THIS: I'm settling in to my new laptop... and I have
just learned that I can scroll the screen up/down/sideways (webpage or Word doc) with two fingers on the touchpad. HOW DID I NOT KNOW THIS?!?!?
SO much easier than hitting the correct up/down/side arrow. Yep, I just checked on the old laptop; two fingers works on it, too. FIVE YEARS I've been making things harder for myself than I had to!!!
BUT! I'm having to train myself to go the right direction. Way back when I first started using a mouse, my subconscious was convinced that cursor-movement would be the
opposite of mouse-movement. IE, if I wanted the cursor to move up, I moved the mouse down; if I wanted the cursor to move right, I moved the mouse left. I have
no idea how that idea got so firmly entrenched in my psyche, but it took
weeks to break that reflex.
So here I am again, doing the same damn thing. I move two fingers down, I expect the page to go up. I move two fingers left, I expect the page to go right. Hopefully, since I've been through this once, it won't take me so long to break the reflex this time. But still, I go the wrong way about 25% - 30% of the time. Brains are weird.
Also... I keep the spellchecker turned on when typing online or in Word to alert me when my fumble-fingers transpose letters. (It helps for things like Telya instead of Teyla, but does nothing for god instead of dog. <g>) But reading/writing in fandom as I do... there are so
many names/terms that I have right-clicked and added to both dictionaries over the years. Think about the Stargate verses, Harry Potter, the Old Guard... even NCIS. LOL, without my help, the dictionary doesn't recognize stargate, or apparate, or habibi, or DiNozzo, or literally
dozens of others. Over five years (since the last new computer) I've forgotten about it, and the Harry Potter and Old Guard words have been added piecemeal during that time, so I didn't really notice. Now they're hitting me all at once, and the numbers are astonishing as I right-click-add, right-click-add, right-click-add...
THAT: My newest fixit -- and it only took me a day to figure it out!
Last year I bought a
giant rain gauge so that I could read it from inside the house. It works; I can stand in the living room, about 30 feet away, and see how much rain has fallen. (Granted, given my eyesight -- and need for a new glasses prescription -- I need to use my binoculars, but I don't have to go outside.)

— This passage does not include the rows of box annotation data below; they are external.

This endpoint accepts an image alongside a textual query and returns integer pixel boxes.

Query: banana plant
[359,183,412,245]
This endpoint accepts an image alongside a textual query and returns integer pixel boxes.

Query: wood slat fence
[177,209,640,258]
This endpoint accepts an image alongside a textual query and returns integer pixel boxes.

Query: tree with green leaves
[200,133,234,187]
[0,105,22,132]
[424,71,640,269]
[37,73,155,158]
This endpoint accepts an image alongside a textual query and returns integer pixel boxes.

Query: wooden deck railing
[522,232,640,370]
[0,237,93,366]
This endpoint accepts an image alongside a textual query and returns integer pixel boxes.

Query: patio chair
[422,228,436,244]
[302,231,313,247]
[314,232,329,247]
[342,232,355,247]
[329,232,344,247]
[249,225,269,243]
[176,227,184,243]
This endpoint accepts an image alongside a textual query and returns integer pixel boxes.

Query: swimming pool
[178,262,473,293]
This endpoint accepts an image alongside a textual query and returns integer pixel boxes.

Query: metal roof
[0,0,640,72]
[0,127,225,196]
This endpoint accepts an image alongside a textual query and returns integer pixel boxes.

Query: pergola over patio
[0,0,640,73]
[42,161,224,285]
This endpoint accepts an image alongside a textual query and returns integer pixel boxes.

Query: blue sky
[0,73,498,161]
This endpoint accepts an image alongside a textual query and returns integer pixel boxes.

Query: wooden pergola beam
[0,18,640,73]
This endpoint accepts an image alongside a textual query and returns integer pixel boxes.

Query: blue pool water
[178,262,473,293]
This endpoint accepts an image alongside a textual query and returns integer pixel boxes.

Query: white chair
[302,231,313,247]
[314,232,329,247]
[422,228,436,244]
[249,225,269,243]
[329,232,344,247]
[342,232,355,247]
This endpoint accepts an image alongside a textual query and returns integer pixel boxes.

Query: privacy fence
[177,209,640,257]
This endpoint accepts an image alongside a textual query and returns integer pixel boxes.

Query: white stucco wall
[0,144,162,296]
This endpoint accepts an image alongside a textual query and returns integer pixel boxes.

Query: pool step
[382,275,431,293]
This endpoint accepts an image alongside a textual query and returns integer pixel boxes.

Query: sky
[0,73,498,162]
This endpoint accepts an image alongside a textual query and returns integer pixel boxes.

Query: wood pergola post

Unfortunately, those pretty yellow numbers fade with enough sun -- and we get approximately 300 days of sun per year. I thought about buying a new one, since it's not very expensive, but it hurts my frugal soul; you just don't throw away things that aren't broken or can't be fixed. So, how could I fix this? Easy! Mark over the faded yellow lines with black Sharpie.
Oops! Not quite. The plastic holder is black, and the tube is transparent; it's hard (darn near impossible) to see the black numbers against the black background. Ah! I have a roll of white contact paper in the house; cut a piece and cover the flat part of the holder. Mm... much better, can see the numbers against the white -- but the holder only goes halfway up the tube, and the top numbers are hard to see against the brushy, weedy background behind the gauge. (Of course, we rarely get anything close to 2.5 inches of rain, let alone
more, but it's the principle of the thing.) So a couple of hours later, I brought the tube in again, cut a strip of white contact paper, and put it on the back half of the tube, top to bottom. Yay! All fixed, numbers are visible, and I'm puffed.